We will include this information on our website soon! :)
I would be extremely hesitant investing the engineering resources to use a product where the founders themselves don't have any conviction in their previous companies. I'd hate to be the victim of another flight of fancy, where the response is "Sorry, but we're pivoting."
This is the first time we'll be working full time, in the same city, if that matters for anything.
The lesson with FB is more nuanced though - if you want a startup then dependance is bad, but you can have a very successful lifestyle-type business on them and do well though.
You're definitely right about the lesson with FB. I'm just bitter about it :)
Or maybe all that time building apps in college you forgot to attend your statistics class?
I know little about GPU compilers though. What are the key factors to make this successful?
There are a number of factors that will make this product successful:
1. The compiler needs to work well.
2. We need to teach average developers that they can build new applications/algorithms that were previously unfeasible.
3. We need to reduce Hadoop costs for large corporations.
Simple enough, right? :) Also worth noting that ParallelX will be an Heroku add-on as well (with a freemium plan!)
How would this overlap with the upcoming support for GPU computing target for Java 9, being developed by Oracle and AMD under the HSA foundation?
Assuming it really gets integrated, that is.
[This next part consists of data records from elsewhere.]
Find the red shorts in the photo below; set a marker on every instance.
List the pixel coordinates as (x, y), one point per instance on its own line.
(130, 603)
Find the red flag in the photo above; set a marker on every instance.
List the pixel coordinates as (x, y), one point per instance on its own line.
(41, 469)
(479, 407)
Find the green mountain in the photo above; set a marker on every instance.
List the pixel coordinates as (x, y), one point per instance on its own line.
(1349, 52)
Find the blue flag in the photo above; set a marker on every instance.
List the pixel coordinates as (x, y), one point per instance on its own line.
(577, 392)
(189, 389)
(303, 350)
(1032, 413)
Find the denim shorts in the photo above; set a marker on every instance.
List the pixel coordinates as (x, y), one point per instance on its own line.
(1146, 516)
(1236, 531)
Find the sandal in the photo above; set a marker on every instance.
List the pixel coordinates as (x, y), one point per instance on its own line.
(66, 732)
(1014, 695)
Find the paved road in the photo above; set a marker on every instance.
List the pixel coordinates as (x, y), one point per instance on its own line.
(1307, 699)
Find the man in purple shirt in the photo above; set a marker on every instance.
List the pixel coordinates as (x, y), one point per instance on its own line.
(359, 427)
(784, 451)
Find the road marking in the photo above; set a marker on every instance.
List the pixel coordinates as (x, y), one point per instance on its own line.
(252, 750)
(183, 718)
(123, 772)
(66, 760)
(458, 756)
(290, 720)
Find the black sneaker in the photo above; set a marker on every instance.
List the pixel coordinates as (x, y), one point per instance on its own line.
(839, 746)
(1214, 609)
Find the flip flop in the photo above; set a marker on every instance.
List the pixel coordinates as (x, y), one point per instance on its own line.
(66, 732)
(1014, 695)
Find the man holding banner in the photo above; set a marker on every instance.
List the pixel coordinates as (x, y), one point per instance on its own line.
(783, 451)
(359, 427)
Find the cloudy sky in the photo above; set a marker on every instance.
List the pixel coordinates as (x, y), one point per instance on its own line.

"The microprocessors that made the microcomputer possible had originally been developed to run traffic lights and vending machines. They had never been intended to power computers. The first entrepreneurs to attempt this were laughed at; the computers they had created looked hardly worthy of the name--they were so small and could do so little. But they caught on with just enough people for whom they saved time, and slowly, the idea took off."
Always reserve the right to change your API TOS!
Facebook is notorious for doing this too.
The deadline was 5PM PST - how many days (or hours) did you have to comply?